ML-IAP LAMMPS integration fails to parallelize #566

apoletayev · 2025-11-01T18:04:20Z

apoletayev
Nov 1, 2025

Sorry to bother again. I'm likely missing something very silly here, but the LAMMPS integration built as in (#556) fails to use multiple GPUs with the ML-IAP pair_style with OEQ. System: L40S GPU, CUDA 12.6, cuDNN 9.5, LAMMPS built with KOKKOS for this hardware. Models trained with nequip 0.15.0 and deployed as pair_nequip_allegro or for ML-IAP with OEQ. Models are TF32 but that should not matter?

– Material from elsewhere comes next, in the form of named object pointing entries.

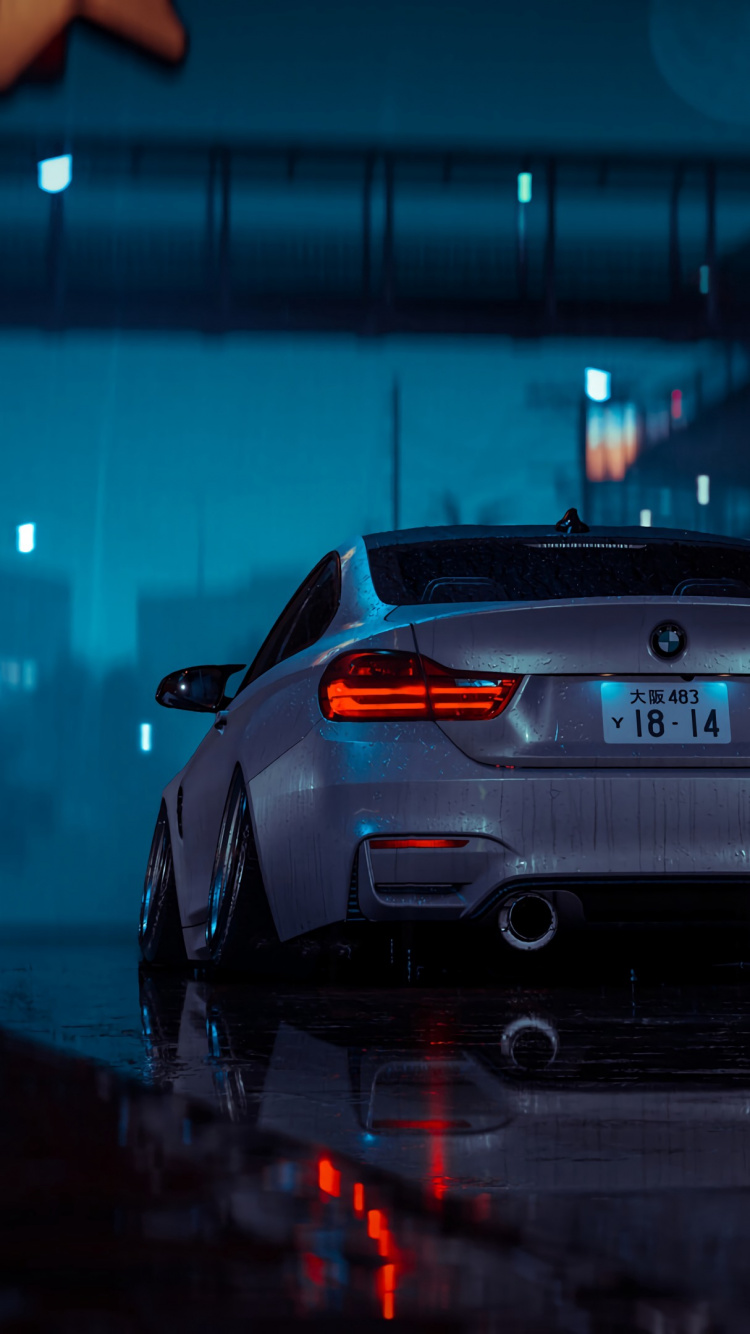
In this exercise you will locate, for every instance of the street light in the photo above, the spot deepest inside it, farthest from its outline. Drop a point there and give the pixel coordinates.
(598, 384)
(55, 174)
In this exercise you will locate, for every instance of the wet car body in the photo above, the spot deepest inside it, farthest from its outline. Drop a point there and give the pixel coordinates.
(567, 803)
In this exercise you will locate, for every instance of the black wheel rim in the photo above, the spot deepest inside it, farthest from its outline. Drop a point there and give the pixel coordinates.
(156, 877)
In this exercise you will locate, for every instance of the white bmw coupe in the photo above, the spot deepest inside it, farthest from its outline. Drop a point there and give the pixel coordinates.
(533, 730)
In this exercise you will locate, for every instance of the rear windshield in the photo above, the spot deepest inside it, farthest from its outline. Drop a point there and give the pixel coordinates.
(537, 570)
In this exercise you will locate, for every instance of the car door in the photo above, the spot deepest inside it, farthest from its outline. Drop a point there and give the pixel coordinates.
(207, 775)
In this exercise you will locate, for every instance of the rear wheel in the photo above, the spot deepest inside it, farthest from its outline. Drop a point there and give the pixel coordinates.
(160, 934)
(240, 930)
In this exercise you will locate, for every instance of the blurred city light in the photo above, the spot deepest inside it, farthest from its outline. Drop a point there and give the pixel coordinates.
(55, 174)
(26, 538)
(525, 187)
(597, 384)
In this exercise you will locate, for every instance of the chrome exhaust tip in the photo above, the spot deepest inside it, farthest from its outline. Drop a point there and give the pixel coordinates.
(530, 1042)
(527, 921)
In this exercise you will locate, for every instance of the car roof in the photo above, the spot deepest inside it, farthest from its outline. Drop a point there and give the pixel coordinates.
(447, 532)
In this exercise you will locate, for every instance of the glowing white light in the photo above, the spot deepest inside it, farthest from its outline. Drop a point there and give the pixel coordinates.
(525, 187)
(55, 174)
(26, 536)
(597, 384)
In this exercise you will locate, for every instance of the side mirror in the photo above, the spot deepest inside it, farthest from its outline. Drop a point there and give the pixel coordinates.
(200, 690)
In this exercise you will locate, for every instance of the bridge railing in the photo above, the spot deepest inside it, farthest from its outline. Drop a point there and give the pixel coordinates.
(374, 239)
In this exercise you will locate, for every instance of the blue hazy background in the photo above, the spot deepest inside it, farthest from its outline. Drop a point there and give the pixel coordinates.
(182, 484)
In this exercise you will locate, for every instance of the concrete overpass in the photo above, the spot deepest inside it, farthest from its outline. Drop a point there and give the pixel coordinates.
(371, 240)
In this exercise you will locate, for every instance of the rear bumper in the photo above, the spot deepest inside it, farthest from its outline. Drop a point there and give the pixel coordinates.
(638, 842)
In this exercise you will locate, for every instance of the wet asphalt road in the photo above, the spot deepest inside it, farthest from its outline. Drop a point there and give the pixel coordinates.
(521, 1157)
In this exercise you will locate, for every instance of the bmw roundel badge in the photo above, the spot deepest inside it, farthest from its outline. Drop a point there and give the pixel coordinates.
(667, 640)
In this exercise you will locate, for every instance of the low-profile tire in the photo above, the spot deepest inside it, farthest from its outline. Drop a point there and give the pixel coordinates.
(160, 934)
(239, 933)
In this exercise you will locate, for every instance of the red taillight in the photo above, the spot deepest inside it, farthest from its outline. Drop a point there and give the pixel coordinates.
(370, 685)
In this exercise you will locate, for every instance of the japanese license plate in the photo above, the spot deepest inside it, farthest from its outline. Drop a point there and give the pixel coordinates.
(671, 714)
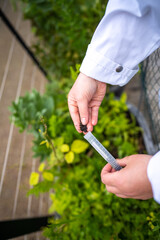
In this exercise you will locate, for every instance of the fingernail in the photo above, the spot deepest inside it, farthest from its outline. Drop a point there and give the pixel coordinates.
(83, 120)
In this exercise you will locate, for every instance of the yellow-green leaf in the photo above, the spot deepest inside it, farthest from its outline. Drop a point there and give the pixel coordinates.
(34, 178)
(79, 146)
(41, 167)
(65, 148)
(48, 176)
(69, 157)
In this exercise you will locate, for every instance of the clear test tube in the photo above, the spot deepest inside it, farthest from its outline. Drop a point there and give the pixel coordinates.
(102, 151)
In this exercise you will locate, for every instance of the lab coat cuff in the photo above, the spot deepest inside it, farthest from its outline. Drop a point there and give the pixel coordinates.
(153, 172)
(101, 68)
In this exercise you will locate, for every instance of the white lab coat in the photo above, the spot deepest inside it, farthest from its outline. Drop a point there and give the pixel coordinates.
(126, 35)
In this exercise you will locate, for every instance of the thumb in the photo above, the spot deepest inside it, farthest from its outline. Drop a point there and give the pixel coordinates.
(83, 110)
(123, 161)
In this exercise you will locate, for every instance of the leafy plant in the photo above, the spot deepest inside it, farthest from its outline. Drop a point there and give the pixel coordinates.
(64, 29)
(71, 170)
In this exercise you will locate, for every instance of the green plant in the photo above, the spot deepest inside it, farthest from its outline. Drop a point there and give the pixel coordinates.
(64, 29)
(71, 170)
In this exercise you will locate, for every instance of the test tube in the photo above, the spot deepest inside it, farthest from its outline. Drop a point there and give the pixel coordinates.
(102, 151)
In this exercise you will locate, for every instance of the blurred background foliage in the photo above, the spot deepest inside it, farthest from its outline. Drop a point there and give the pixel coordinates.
(63, 29)
(69, 167)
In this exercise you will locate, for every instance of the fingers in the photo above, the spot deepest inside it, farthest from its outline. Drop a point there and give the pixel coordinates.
(95, 115)
(89, 125)
(74, 112)
(83, 111)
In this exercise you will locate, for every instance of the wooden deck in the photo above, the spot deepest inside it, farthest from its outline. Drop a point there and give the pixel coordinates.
(18, 74)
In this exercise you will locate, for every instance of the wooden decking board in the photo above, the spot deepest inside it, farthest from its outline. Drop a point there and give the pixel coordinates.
(18, 74)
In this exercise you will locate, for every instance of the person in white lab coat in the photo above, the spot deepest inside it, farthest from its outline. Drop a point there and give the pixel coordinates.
(126, 35)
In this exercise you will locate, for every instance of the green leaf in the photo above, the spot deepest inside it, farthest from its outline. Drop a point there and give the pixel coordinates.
(79, 146)
(41, 167)
(65, 148)
(48, 176)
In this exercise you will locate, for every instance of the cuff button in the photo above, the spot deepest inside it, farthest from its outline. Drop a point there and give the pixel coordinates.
(119, 69)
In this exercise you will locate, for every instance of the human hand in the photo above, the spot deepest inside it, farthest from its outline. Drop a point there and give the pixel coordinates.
(84, 100)
(132, 180)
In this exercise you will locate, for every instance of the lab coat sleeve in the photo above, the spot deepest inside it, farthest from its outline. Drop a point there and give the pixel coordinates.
(153, 172)
(126, 35)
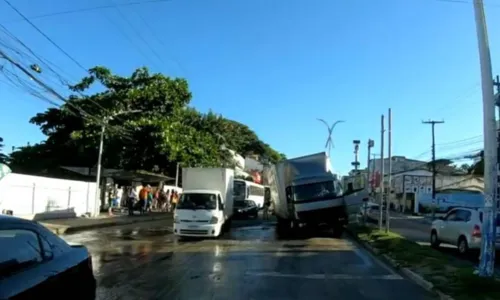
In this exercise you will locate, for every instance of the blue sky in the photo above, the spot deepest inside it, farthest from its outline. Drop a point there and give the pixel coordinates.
(277, 65)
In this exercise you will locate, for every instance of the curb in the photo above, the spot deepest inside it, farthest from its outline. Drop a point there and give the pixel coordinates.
(416, 278)
(64, 229)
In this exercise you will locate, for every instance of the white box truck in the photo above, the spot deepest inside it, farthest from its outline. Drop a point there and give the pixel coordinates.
(205, 207)
(304, 191)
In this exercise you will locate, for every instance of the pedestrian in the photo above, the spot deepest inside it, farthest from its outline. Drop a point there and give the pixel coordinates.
(149, 200)
(132, 198)
(143, 198)
(265, 210)
(175, 199)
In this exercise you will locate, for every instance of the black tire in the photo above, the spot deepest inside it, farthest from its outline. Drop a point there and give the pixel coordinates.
(338, 230)
(434, 239)
(462, 245)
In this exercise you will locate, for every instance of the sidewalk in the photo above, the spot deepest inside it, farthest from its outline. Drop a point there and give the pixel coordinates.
(65, 226)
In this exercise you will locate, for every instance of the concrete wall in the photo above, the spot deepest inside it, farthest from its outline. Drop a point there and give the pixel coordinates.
(39, 198)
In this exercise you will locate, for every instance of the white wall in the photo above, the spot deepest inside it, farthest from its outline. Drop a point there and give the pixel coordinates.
(38, 197)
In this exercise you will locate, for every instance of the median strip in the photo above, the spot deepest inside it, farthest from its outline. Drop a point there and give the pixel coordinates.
(430, 269)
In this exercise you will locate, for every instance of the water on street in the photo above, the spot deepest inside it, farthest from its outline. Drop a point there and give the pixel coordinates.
(145, 261)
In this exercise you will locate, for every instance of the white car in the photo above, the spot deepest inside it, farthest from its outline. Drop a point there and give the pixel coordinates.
(461, 227)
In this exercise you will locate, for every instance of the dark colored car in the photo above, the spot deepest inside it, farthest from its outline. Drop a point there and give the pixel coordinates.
(35, 263)
(245, 209)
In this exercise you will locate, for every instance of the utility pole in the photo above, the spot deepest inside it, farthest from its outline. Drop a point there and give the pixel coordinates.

call to LAMMPS (one GPU node, multiple GPUs on it):
mpirun -np $SLURM_NTASKS $LAMMPS -sf kk -k on g $SLURM_NTASKS -pk kokkos newton on neigh half -in input.in

works fine if running on one GPU so no OOM, structure is not too small (> 2x neighborlist radius), segfaults when running the same calculation over 2+ GPUs.
tested: increasing neighbor list cutoff (no change to errors), compiling the model as pair_nequip and running on one GPU (works as expected, no OOM), minimization / MD (no change to errors).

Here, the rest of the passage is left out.